Section 25(1), Criminal Code -- Protection of persons acting under authority
(a) as a private person,(b) as a peace officer or public officer,(c) in aid of a peace officer or public officer, or(d) by virtue of his office,
Analysis and Director's Decision
There are two incidents wherein the injury may have been caused to the Complainant. The first involved the Complainant’s arrest, either when the SO struck the Complainant in the left temple with his right elbow or when he took the Complainant to the ground and he struck his forehead on the ground. I note, however, that while both of these actions involved the left side of the Complainant’s forehead, his actual injury was to the eye socket, or orbital bone. The second possibility relates to the Complainant’s time in a police cell where he fell off the bed and struck his head on the concrete. In the absence of some definitive evidence, therefore, it would be difficult to prove who, if anyone, or how, the Complainant sustained his injury, and it would therefore be impossible to prove that the injury was attributable to anything done by the SO.
With respect to the actions of the SO, however, even assuming he caused the Complainant’s injury, I cannot find that he applied excessive force when he first used his right elbow to strike the Complainant’s left temple and then grounded the Complainant as the Complainant continued to actively resist the officer’s attempts to arrest and handcuff him. In coming to this conclusion, I am mindful of the state of the law as set out by the Supreme Court of Canada in R. v. Nasogaluak  1 S.C.R. 206, as follows:
Police actions should not be judged against a standard of perfection. It must be remembered that the police engage in dangerous and demanding work and often have to react quickly to emergencies. Their actions should be judged in light of these exigent circumstances. As Anderson J.A. explained in R. v. Bottrell (1981), 60 C.C.C. (2d) 211 (B.C.C.A.):
In determining whether the amount of force used by the officer was necessary the jury must have regard to the circumstances as they existed at the time the force was used.

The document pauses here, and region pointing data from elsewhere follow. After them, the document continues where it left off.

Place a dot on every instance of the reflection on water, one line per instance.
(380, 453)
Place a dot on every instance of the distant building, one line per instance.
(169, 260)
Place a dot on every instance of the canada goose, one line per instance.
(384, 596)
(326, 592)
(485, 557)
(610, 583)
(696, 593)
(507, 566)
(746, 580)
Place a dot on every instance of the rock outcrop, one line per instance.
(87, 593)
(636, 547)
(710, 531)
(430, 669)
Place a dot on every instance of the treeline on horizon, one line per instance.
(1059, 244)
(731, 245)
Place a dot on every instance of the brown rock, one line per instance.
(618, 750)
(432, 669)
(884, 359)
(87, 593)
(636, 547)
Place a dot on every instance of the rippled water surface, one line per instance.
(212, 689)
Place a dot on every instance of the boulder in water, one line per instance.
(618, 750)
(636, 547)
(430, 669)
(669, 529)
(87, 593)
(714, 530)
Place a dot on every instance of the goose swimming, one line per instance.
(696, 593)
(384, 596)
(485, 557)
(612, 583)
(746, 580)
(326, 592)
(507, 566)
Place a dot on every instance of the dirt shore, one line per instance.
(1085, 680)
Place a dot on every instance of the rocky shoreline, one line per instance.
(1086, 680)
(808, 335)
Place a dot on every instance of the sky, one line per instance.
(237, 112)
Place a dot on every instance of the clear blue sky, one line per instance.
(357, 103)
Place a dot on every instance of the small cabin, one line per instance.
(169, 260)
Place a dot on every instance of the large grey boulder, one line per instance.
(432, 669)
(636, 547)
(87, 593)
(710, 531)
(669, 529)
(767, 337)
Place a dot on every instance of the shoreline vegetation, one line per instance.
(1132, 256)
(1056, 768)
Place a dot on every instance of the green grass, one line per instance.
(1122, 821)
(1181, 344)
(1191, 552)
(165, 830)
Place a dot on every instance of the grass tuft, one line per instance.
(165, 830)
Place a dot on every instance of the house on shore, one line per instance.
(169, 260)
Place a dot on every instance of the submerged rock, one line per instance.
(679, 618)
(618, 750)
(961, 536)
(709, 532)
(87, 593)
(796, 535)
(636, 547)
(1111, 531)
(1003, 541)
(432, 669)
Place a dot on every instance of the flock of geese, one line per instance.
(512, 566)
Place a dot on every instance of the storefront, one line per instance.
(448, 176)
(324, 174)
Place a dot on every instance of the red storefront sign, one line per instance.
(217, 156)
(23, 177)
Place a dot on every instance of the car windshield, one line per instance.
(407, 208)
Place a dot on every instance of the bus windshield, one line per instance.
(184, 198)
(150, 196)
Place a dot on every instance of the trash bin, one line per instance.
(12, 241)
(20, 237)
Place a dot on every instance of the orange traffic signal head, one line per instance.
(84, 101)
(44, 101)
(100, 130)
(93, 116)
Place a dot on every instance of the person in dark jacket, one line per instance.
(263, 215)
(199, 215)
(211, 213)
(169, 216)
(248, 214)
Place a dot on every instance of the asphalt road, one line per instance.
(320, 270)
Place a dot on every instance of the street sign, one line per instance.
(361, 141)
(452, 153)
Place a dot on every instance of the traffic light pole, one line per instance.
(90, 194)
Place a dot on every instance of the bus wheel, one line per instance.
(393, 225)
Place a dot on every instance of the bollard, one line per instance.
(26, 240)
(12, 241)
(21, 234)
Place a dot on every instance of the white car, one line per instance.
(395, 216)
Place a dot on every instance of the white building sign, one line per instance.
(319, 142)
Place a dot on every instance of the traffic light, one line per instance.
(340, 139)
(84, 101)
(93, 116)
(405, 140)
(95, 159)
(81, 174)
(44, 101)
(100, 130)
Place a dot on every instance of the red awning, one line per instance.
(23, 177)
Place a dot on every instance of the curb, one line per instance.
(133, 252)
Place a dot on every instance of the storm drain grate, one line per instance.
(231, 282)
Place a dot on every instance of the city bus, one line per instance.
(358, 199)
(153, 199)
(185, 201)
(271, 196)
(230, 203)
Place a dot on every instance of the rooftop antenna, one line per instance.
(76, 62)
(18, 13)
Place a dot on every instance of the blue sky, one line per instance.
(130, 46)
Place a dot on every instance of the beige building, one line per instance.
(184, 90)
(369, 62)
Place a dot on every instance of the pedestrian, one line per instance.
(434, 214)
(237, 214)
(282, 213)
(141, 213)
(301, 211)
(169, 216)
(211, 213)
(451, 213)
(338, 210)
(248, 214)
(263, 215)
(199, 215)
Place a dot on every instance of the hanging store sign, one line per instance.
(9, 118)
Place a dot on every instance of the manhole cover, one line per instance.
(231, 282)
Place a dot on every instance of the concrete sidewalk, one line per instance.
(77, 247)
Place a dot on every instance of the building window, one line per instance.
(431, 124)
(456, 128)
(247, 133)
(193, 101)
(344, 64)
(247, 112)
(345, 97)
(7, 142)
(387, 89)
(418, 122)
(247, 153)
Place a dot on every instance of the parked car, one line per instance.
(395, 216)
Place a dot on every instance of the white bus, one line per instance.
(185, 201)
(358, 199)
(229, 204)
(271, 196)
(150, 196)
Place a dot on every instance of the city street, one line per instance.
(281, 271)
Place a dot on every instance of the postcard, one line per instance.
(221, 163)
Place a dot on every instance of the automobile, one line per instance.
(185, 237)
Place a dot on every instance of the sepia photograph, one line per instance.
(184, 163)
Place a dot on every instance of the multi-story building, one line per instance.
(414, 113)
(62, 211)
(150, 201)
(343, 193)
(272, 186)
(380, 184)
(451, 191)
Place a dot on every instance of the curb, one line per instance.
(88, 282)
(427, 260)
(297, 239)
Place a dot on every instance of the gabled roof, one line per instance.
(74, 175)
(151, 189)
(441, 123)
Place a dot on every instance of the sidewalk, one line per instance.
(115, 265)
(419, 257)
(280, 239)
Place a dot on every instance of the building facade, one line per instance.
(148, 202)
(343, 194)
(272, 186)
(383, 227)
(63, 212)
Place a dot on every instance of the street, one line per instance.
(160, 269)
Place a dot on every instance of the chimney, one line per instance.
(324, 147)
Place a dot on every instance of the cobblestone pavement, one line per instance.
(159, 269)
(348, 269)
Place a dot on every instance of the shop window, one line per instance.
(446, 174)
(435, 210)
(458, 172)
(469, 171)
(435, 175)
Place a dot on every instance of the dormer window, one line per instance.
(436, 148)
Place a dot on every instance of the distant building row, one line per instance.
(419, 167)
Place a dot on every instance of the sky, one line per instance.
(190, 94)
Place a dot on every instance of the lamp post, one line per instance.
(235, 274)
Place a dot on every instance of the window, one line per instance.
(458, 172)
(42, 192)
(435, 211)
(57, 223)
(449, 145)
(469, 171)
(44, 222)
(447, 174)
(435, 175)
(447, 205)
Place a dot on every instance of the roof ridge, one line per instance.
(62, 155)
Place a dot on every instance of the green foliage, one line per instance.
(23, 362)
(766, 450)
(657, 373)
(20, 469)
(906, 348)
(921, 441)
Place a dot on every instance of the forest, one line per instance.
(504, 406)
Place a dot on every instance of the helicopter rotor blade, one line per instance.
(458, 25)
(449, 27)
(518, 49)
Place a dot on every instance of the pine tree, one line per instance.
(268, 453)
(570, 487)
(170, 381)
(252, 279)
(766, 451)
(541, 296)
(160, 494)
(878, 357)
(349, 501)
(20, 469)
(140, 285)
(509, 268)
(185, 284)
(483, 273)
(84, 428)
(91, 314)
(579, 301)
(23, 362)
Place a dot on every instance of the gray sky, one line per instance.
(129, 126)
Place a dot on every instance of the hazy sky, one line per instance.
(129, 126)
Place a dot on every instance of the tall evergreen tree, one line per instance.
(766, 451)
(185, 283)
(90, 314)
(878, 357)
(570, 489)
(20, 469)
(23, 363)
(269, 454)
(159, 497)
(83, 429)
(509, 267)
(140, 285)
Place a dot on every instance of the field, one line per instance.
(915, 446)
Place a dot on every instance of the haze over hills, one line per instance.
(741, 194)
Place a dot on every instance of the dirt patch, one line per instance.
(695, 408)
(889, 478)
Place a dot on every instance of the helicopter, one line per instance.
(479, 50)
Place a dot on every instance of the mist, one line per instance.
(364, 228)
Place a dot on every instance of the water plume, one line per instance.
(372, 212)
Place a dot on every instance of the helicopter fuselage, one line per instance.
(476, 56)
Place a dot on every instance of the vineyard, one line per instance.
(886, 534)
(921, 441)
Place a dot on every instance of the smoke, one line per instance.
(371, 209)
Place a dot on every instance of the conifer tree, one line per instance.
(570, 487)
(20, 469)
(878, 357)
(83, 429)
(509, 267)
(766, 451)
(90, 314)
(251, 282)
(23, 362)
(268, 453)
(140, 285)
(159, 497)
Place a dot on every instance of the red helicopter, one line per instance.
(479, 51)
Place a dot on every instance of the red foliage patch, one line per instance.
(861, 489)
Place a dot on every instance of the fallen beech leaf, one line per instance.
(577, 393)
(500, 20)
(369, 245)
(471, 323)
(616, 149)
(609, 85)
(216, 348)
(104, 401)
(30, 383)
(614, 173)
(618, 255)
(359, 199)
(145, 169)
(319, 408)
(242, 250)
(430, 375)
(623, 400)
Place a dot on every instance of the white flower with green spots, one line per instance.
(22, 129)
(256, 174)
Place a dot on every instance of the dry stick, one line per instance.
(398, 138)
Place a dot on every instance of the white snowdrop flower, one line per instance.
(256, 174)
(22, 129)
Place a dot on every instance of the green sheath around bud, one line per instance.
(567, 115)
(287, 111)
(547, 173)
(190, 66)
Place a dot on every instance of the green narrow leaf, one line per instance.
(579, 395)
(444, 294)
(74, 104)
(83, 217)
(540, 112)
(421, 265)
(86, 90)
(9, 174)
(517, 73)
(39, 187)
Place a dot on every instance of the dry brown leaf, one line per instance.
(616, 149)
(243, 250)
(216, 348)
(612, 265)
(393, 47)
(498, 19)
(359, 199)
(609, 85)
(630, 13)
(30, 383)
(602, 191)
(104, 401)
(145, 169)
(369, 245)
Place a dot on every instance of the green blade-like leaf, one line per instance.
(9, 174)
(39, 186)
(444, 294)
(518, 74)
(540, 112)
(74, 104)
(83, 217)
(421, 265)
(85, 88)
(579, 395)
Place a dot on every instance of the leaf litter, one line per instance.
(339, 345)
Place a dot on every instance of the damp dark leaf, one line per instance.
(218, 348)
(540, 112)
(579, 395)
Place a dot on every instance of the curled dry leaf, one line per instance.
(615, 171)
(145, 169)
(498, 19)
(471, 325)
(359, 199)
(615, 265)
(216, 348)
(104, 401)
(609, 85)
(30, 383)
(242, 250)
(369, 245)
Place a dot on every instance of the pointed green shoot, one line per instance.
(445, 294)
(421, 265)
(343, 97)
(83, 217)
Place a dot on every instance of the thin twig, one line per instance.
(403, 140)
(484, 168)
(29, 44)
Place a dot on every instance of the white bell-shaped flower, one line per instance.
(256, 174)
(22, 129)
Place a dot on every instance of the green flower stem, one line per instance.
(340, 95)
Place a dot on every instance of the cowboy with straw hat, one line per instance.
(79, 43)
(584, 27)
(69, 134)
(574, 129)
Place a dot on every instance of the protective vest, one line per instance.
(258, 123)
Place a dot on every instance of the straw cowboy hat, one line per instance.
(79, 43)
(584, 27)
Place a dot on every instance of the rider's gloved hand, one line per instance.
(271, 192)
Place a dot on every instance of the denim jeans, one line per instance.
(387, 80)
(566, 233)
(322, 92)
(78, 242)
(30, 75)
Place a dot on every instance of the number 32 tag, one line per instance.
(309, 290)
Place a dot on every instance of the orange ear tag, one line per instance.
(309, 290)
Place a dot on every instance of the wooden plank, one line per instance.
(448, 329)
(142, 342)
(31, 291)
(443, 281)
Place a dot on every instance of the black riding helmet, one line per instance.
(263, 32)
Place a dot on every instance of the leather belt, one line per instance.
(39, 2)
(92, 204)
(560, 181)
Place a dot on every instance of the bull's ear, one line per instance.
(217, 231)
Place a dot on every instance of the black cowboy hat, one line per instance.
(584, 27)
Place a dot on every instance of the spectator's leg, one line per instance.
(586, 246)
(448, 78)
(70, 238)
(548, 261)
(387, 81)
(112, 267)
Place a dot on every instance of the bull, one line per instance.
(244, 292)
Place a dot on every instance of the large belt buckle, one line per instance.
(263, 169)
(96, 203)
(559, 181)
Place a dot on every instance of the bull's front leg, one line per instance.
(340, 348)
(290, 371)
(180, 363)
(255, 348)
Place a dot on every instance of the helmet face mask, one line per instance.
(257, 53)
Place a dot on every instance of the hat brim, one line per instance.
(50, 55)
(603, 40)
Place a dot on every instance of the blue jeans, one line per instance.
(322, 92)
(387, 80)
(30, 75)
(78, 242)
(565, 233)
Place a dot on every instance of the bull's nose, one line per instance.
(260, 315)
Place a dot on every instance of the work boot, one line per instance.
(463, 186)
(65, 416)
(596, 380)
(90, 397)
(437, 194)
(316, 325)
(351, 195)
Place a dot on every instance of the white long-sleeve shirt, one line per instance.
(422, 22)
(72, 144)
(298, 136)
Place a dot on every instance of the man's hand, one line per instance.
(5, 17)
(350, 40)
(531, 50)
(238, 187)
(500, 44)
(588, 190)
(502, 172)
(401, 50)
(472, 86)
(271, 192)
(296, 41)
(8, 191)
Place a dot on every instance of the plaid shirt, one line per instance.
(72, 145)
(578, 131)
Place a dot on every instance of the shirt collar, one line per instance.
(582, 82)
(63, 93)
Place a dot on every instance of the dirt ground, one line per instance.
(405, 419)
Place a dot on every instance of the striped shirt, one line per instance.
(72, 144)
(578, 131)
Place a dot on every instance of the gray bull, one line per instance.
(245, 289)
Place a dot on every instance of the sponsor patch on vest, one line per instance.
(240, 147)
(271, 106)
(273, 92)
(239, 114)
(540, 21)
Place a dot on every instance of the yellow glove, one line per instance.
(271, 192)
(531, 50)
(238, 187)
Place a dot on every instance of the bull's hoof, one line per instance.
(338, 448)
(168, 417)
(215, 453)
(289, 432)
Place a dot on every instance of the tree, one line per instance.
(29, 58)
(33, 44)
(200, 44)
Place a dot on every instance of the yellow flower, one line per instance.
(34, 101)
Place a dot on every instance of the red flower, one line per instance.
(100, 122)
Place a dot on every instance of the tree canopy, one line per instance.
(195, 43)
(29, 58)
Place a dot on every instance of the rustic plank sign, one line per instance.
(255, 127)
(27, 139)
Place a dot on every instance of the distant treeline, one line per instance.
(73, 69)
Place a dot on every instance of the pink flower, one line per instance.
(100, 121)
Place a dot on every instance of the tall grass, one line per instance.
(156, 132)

They should have been directed that the appellant could not be expected to measure the force used with exactitude. [p. 218]
Additionally, I have considered the decision of the Ontario Court of Appeal in R. v. Baxter (1975) 27 C.C.C. (2d) 96 (Ont. C.A.), that officers are not expected to measure the degree of their responsive force to a nicety. On this record, it is clear that the force used by the SO in effecting the Complainant’s arrest fell within the range of what was reasonably necessary in the circumstances and does not meet the minimum requirements for a criminal charge.
Date: March 30, 2020
Electronically approved by
Special Investigations Unit
The signed English original report is authoritative, and any discrepancy between that report and the French and English online versions should be resolved in favour of the original English report.